Diego Abatantuono lavora come guardia medica. Anche se non si direbbe ha alle spalle un nobile passato in Africa, archiviato da una delicata situazione familiare che lo ha riportato in Italia. Ormai, infatti, vecchio e stanco, ha da tempo smarrito ogni tipo di empatia verso i pazienti. I lunghi turni notturni lo rendono sempre più scorbutico, malandato e iracondo. Tra una mangiata all’osteria e un whisky in boccetta per buttare giù le pillole contro la sciatica, mentre è in servizio si imbatte in Frank Matano, giovane solare ma poco ambizioso che per sbarcare il lunario fa il rider consegnando cibo a domicilio. L’incontro/scontro cambierà le vite di entrambi, sia nella sfera professionale che in quella privata. La bici di Matano finisce distrutta nell’impatto con l’auto del dottore, la cui schiena si blocca definitivamente. Dopo l’incidente per salvare il salvabile e non essere licenziati i due si accordano per unire le forze: il giovane fattorino si finge dottore, diretto telefonicamente durante le visite, mentre la macchina viene usata anche per il delivery. Superato lo shock iniziale la strana coppia ci prende gusto, lanciata verso le tante disavventure che la notte romana ha in serbo, tra pazienti ipocondriaci, donne partorienti, clienti arroganti – stereotipati ma funzionali a un registro tragicomico – vendette e malintesi.

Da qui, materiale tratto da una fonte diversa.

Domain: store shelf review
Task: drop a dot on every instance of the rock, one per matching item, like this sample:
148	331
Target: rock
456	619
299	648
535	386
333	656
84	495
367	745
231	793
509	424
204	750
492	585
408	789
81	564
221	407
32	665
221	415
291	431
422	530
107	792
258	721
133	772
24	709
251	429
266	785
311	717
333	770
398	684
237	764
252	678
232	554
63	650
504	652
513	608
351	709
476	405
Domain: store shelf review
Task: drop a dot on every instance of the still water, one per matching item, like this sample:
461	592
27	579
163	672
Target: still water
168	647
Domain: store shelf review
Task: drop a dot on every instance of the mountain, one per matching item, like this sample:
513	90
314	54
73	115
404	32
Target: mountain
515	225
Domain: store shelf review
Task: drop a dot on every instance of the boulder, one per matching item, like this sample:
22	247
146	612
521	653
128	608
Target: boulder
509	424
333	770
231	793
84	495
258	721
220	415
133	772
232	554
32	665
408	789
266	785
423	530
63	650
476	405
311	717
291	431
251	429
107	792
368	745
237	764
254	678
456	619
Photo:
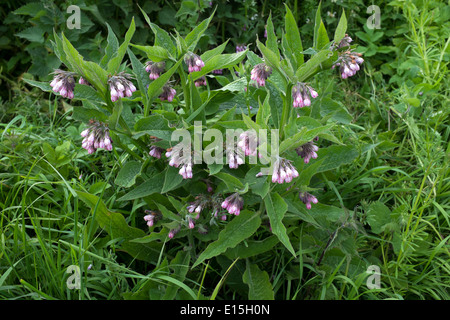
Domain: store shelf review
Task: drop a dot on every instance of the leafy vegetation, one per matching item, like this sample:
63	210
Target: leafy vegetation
381	176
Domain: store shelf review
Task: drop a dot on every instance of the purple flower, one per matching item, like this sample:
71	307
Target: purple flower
240	48
233	204
283	171
248	142
96	136
63	83
348	63
301	94
168	93
180	156
83	81
307	151
155	69
200	81
120	86
260	73
307	198
194	62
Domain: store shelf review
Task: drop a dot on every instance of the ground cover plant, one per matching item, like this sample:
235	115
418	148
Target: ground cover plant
185	165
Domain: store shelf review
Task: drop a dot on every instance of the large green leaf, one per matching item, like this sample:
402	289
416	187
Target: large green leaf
237	230
259	286
276	207
115	225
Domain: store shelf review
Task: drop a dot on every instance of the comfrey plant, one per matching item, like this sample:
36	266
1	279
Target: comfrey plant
205	161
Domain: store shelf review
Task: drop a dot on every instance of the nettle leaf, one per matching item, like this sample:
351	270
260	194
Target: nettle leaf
128	173
276	207
259	286
116	60
293	37
115	225
339	34
237	230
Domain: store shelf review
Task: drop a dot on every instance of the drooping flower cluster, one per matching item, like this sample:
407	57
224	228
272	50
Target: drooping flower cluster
155	151
348	63
120	86
155	69
233	204
235	158
83	81
307	198
260	73
180	156
283	171
194	62
168	93
240	48
151	217
64	83
248	142
200	81
96	136
301	94
307	151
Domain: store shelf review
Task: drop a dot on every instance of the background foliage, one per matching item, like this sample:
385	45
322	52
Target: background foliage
386	204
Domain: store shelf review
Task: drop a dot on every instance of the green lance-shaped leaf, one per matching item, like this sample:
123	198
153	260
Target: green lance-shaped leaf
259	286
116	60
237	230
341	28
276	207
115	225
293	37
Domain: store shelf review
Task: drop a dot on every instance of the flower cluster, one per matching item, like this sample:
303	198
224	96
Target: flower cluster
348	63
121	86
260	73
180	156
248	142
168	93
64	83
233	204
240	48
83	81
200	81
301	94
307	198
194	62
155	69
283	171
96	137
307	151
235	158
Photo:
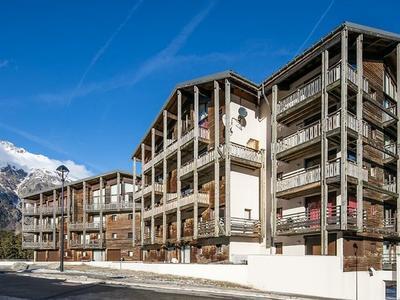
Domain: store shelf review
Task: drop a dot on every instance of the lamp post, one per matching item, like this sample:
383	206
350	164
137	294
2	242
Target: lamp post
63	173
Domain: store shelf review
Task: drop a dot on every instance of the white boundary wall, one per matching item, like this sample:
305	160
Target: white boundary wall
319	276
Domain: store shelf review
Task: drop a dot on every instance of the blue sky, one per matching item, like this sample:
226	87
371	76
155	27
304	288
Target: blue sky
83	80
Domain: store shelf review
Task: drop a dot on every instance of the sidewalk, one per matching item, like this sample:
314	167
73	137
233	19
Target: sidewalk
83	274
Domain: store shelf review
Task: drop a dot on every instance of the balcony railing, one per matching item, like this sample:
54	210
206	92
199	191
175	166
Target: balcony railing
311	175
299	178
313	131
48	227
390	186
389	86
31	245
314	86
246	153
388	226
32	228
389	261
301	136
310	220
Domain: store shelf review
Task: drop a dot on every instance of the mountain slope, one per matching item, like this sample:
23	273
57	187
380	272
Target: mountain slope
22	173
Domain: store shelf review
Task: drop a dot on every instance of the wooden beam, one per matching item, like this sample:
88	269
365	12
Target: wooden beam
398	134
195	157
178	168
274	164
324	153
142	201
84	212
227	158
101	186
172	116
360	92
216	157
134	203
343	129
165	175
153	195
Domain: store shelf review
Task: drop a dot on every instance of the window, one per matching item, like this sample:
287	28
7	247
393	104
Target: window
247	213
278	248
372	171
279	213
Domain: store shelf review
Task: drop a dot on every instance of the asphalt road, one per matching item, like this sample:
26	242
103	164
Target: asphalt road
13	286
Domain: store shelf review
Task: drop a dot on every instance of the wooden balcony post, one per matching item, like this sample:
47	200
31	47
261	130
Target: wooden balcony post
165	175
84	188
153	195
360	133
55	207
41	217
398	135
195	157
274	162
101	186
178	168
324	152
142	199
227	157
68	213
216	157
134	203
343	129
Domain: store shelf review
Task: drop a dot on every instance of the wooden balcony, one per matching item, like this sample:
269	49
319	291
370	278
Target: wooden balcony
305	139
82	226
239	227
120	206
310	221
32	228
172	146
299	182
91	244
389	261
385	227
246	155
304	95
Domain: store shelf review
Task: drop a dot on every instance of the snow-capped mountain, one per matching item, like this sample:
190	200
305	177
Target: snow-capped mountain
22	173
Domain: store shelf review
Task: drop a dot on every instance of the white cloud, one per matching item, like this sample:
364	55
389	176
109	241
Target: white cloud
161	59
19	157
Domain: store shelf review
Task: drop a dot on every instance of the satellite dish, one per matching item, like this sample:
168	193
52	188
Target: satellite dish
242	112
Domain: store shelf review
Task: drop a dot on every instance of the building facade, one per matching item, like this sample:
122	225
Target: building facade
202	165
304	164
335	164
99	220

Presentato in anteprima come evento speciale ad Alice nelle città, la sezione autonoma della Festa del Cinema di Roma, Una notte da dottore di Guido Chiesa (Ti presento Sofia) propone una nuova accoppiata comica tutt’altro che scontata – al solito Abatantuono sempre tagliente, Matano sempre assordante –  basandosi sul solido concept della commedia francese “Chiamate un dottore!”, rivisitata all’italiana. Concept che è più un incipit dato che la versione nostrana si spinge un po’ oltre esplorando il lato drammatico della vicenda, a cui l’originale solo ammiccava. Tra il dottore e il fattorino, infatti, c’è di mezzo una professione su strada fatta di notti in bianco, solitudine, disincanto e precariato. A cui si aggiungono travagliati rapporti familiari da ambe le parti, ma i due protagonisti molto umani insieme riusciranno addirittura a migliorarsi ritrovano l’uno un padre, l’altro un figlio.

A prima vista opposti per età, fisico e stile, vantano infatti una certa alchimia, un feeling genuino che traspare dai ricorrenti duetti comici: la verve di Abatantuono e l’ironia clownesca di Matano ben si compensano, limitandosi a vicenda.

Parlando di tempi e ambientazioni non è Natale come a Parigi, ma a Roma è sempre notte, la città è deserta (perché in lockdown) e non manca anche una certa malinconia nell’aria. Fuori dall’abitacolo dell’auto ammaccata, si alternano case popolari, loft e bei palazzi. Poi l’annosa questione, il racconto dev’essere post o pre pandemia? La scelta è ricaduta sulla seconda opzione, che consente anche una maggior libertà in termini di raffigurazione. Infatti, rider e soprattutto medici sono diventate figure chiave di questi tempi, da prendere con le pinze. Ma una volta svincolati dal tema covid si può anche tornare a pensare al medico imperfetto, a suo modo umano e perché no in alcuni casi anche poco attento. Senza smontare “l’eroe in corsia”.